RaftPeople: > I like this but would think "Semantic" is pushing it a bitIt would be nice to get to the feature level, meaning across files/classes/functions etc.
rs545837: sem already does this. sem graph builds a cross-file entity dependency graph and sem impact tells you "if this function changes, these other entities across these many files are affected." It's transitive too, follows the full call chain.

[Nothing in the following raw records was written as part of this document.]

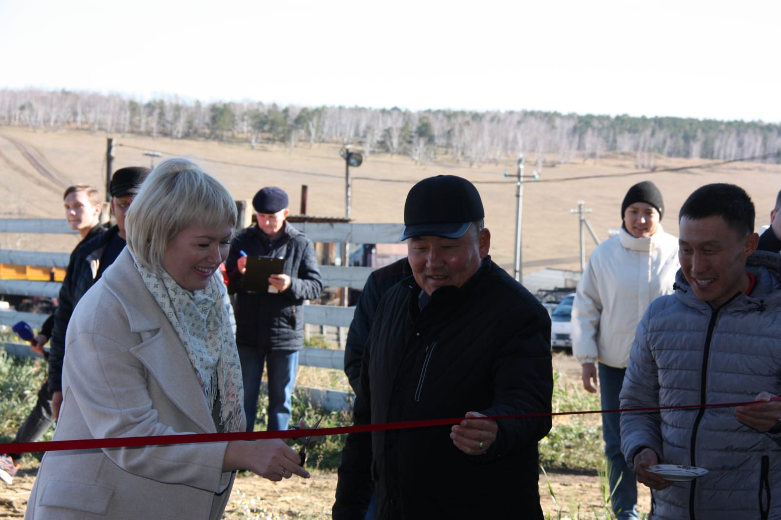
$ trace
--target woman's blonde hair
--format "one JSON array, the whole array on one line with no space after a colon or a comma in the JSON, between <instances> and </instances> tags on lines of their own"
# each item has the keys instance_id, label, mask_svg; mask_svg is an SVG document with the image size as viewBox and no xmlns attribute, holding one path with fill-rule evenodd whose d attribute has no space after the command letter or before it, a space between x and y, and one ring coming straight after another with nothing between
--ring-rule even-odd
<instances>
[{"instance_id":1,"label":"woman's blonde hair","mask_svg":"<svg viewBox=\"0 0 781 520\"><path fill-rule=\"evenodd\" d=\"M191 224L236 227L236 202L223 184L184 158L166 159L141 184L125 217L127 248L160 269L169 242Z\"/></svg>"}]
</instances>

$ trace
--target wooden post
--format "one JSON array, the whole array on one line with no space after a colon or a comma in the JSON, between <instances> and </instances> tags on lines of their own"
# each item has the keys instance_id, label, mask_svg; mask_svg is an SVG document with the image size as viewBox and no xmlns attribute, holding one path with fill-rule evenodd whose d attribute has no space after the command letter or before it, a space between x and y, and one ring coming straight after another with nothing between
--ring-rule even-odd
<instances>
[{"instance_id":1,"label":"wooden post","mask_svg":"<svg viewBox=\"0 0 781 520\"><path fill-rule=\"evenodd\" d=\"M252 208L252 201L244 200L236 201L236 211L237 212L236 219L236 228L243 230L252 225L252 215L255 213Z\"/></svg>"}]
</instances>

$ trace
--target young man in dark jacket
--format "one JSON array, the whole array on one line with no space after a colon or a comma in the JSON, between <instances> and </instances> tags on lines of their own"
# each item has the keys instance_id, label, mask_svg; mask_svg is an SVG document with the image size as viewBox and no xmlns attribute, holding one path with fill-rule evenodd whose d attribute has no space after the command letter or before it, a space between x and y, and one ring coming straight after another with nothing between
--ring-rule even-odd
<instances>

rs545837: You're right that "semantic" is doing some heavy lifting in the name. We use it to mean "understands code structure" rather than "understands code meaning." sem knows that something like "validateToken" is a function and tracks it as an entity across versions, but it doesn't know what validation means. For the merge use case (weave - https://ataraxy-labs.github.io/weave/), that level of understanding is enough to resolve 100% of false conflicts on our benchmarks. LLM-powered semantic understanding is the next layer, and that's what our review tool (inspect) does, it uses sem's entity extraction to triage what an LLM should look at.
rs545837: Different project, same author. sem has been sem since the first commit. Beagle looks interesting, storing ASTs directly in a KV store is a different approach. sem stays on top of git so there's zero migration cost, you keep your existing repo and workflows.
rs545837: Fair point on AST vs semantic. sem sits somewhere in between. It doesn't go as far as checking compiled output equivalence, but it does normalize the AST before hashing (we call it structural_hash), so purely cosmetic changes like reformatting or renaming a local variable won't show as a diff. The goal isn't "would the compiler produce the same binary" but "did the developer change the behavior of this entity." For most practical cases that's the useful boundary. The YAML/JSON ordering point is interesting, we handle JSON keys as entities so reordering doesn't conflict during merges.By the way creator here.
perching_aix: Hey there, thanks for checking in.Regarding the custom normalization step, that makes sense, and I don't really have much more to add either. Looked into it a bit further since, it seems that specifically with programming languages the topic gets pretty gnarly pretty quick for various language theory reasons. So the solution you settled on is understandable. I might spend some time comparing how various semantic toolings compare, I'd imagine they probably aim for something similar.> The YAML/JSON ordering point is interesting, we handle JSON keys as entities so reordering doesn't conflict during merges.Just to clarify, I specifically meant the ordering of elements within arrays, not the ordering of keys within an object. The order of keys in an object is relaxed as per the spec, so normalizing across that is correct behavior. What I'm doing with these other tools is technically a spec violation, but since I know that downstream tooling is explicitly order invariant, it all still works out and helps a ton. It's pretty ironic too, I usually hammer on about not liking there being options, but in this case an option is exactly the right way to go about this; you would not want this as a default.